While he likely won't appear in toy shops anytime soon (or ever), this malformed limited-edition take on Mr. Potato Head can be yours via eBay charity auction. All proceeds benefit FareShare, a food waste-battling charity that turns rejected and surplus — but still perfectly edible — foodstuffs into wholesome meals for “disadvantaged and vulnerable people on the margins of society.”
One of the top three largest grocers in the U.K. by market share alongside Tesco and Sainsbury’s, Asda has recently emerged as an outspoken champion of “wonky veg.” That is, produce that may be imperfect looking but by no means cannot be consumed — produce that has a bit more personality, you could say, in the aesthetics department. Taking a food waste-trimming cue from Intermarché, a major French supermarket chain that began to embrace “inglorious” fruits and veggies in 2014, Asda started selling boxes of wonky veg earlier this year.
As Sami Grover wrote back in February for MNN, Asda’s ugly produce-filled boxes are filled with a variety of unsightly and imperfect produce including carrots, parsnips, peppers, onions and, yep, potatoes. The deeply discounted boxes retail for £3.50 (about $5) and each contain enough produce, no less nutritious than its good-looking brethren, to feed a family of four for an entire week.
But back to Wonky Mr. Potato Head.
While he may startle young children accustomed to his normal, perfectly aligned self, you’ve got to love him — warped and semi-melted-looking, it appears that this off-kilter potato man is in the process of being blown over by an incredibly strong wind. Quick give him a carrot to clutch on to! The truth of the matter is, aside from the eyeballs and pants, Wonky Mr. Potato Head actually looks more like an actual potato that you’d pick up in a grocery store. He’s got character.
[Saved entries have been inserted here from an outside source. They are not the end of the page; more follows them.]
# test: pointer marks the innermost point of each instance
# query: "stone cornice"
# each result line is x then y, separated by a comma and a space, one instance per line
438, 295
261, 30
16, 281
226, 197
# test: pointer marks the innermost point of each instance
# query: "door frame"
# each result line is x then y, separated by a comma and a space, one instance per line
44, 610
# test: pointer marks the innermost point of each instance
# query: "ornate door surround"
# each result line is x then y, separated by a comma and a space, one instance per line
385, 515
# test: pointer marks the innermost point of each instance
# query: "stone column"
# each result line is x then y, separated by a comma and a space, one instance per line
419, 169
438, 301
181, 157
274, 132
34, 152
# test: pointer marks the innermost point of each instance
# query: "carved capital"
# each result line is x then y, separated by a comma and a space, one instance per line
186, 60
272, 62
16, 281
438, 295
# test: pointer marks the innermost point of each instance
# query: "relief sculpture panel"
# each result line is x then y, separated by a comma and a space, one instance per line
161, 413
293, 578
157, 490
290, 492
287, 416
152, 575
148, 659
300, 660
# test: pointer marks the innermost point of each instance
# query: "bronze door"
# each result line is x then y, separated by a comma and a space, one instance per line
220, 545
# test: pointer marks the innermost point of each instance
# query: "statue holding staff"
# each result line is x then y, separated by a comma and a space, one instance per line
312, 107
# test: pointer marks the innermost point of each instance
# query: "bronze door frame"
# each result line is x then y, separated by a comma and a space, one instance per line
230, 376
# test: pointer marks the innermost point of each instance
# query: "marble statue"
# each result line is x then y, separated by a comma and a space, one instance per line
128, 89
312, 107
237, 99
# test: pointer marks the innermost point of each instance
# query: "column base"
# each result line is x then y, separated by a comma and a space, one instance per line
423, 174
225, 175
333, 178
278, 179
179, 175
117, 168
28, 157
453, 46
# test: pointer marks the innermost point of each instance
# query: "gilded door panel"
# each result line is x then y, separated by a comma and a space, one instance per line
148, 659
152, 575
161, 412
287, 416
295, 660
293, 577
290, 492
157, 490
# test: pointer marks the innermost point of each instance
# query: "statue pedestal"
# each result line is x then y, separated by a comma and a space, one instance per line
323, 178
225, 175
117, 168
Writes Daniel Nicholls, FareShare’s corporate development officer, in a news release issued by the organization:
We are always happy to give surplus wonky veg a home — it’s the taste, not the shape that counts, and the charities and community groups we support can turn them into delicious meals for people in need. We are very grateful that the proceeds from this unique Wonky Mr. Potato Head auction will enable us to help those charities feed more people, and we’d encourage people to bid big! Every £1 we raise will mean we can provide enough food to make four meals for vulnerable and hungry men, women and children here in the UK.
While the auction — the highest bid stands at £225 as of this writing — aims to draw attention to the food waste epidemic while raising funds for a good cause, the overall message here is a simple life lesson that should resonate well with children: Just because someone or something — be it a plastic toy, a cucumber or a shelter cat — looks different from the rest, doesn’t mean it’s unworthy of love, attention and, in this particular case, consumption. Ugly food deserves to be eaten — and sometimes played with.
On that note, Mr. Potato Head wasn’t always a perfectly formed plastic ovoid.
When Hasbro first introduced the toy in 1952, it consisted of only plastic accessories and body parts. Children had to supply their own potato or another fruit or vegetable to complete their own DIY work of humanoid produce. Following numerous complaints, likely from parents who had grown weary of rotten mustachioed russets littering the house, Hasbro began selling a plastic potato “body” along with the hairpieces and accessories in 1964. The company also introduced the body due to changing toy safety regulations, which deemed Mr. Potato Head’s previously unblunted accessories — sharp enough to puncture the skin of a potato — dangerous to children.